Bob Anderson writes for the Federalist about tell-tale signs that our current president is on his way out.

When The New York Times begins publishing op-eds saying Joe Biden should not run again, and that he should announce it soon, then the gig is officially up. Biden is a lame duck. Perhaps someone should tell him.

Columnist Bret Stephens is right to note that the president would be 86 years old at the time of the next election cycle, and that he now “seems … uneven. Often cogent, but sometimes alarmingly incoherent.” More simply, Joe is old and tottering—and he’s unpopular to a startling degree.

As Stephens notes, even passage of a multi-trillion-dollar “infrastructure” spending bill didn’t boost his numbers much. He suggests the president liberate his party by freeing new (and younger) candidates to begin exploring a path to the presidency.

Sure, the question of Joe’s future “need(s) to be discussed candidly, not just whispered constantly.” At the same time, can we also ask the other obvious question candidly?

Why did the media cover for an elderly septuagenarian with clear age-related issues, thrusting him into a job he was never truly capable of holding—and subjecting the nation to a dangerous period without a strong leader?

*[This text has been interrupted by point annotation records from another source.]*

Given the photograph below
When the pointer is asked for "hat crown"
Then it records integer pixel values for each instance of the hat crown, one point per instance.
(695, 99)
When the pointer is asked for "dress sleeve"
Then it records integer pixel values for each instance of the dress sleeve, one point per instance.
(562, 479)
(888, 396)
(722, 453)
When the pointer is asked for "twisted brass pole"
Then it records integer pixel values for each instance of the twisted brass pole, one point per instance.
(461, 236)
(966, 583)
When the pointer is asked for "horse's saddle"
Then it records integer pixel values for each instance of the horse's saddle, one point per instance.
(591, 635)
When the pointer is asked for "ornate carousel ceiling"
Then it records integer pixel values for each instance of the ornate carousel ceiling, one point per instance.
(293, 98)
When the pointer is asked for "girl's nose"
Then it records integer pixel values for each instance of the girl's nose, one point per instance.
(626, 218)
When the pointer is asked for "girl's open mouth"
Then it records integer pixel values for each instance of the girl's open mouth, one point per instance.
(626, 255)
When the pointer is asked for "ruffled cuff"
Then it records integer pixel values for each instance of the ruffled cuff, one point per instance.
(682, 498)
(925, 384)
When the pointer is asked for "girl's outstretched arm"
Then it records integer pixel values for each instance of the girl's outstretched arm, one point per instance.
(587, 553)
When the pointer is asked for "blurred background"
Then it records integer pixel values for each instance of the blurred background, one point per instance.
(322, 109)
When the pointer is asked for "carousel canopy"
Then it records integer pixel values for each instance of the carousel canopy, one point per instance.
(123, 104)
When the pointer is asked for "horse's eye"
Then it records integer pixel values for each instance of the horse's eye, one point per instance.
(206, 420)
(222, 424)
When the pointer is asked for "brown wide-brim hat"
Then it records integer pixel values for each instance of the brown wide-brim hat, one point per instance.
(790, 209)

It’s fine to have a mea culpa moment, and truth delivered late is better than truth denied forever, but as the nation stumbles along with a puppet president there should be some accountability.

Just a year after a record 81 million Americans voted for Biden, they’re now being told it didn’t work out. Sorry. It’s coming within the timeframe of the traditional presidential “honeymoon,” that brief period presidents are normally at their zenith of political power and brimming to pass a bold agenda.

Perhaps we should give the public some adjustment time to avoid whiplash from this quick pivot.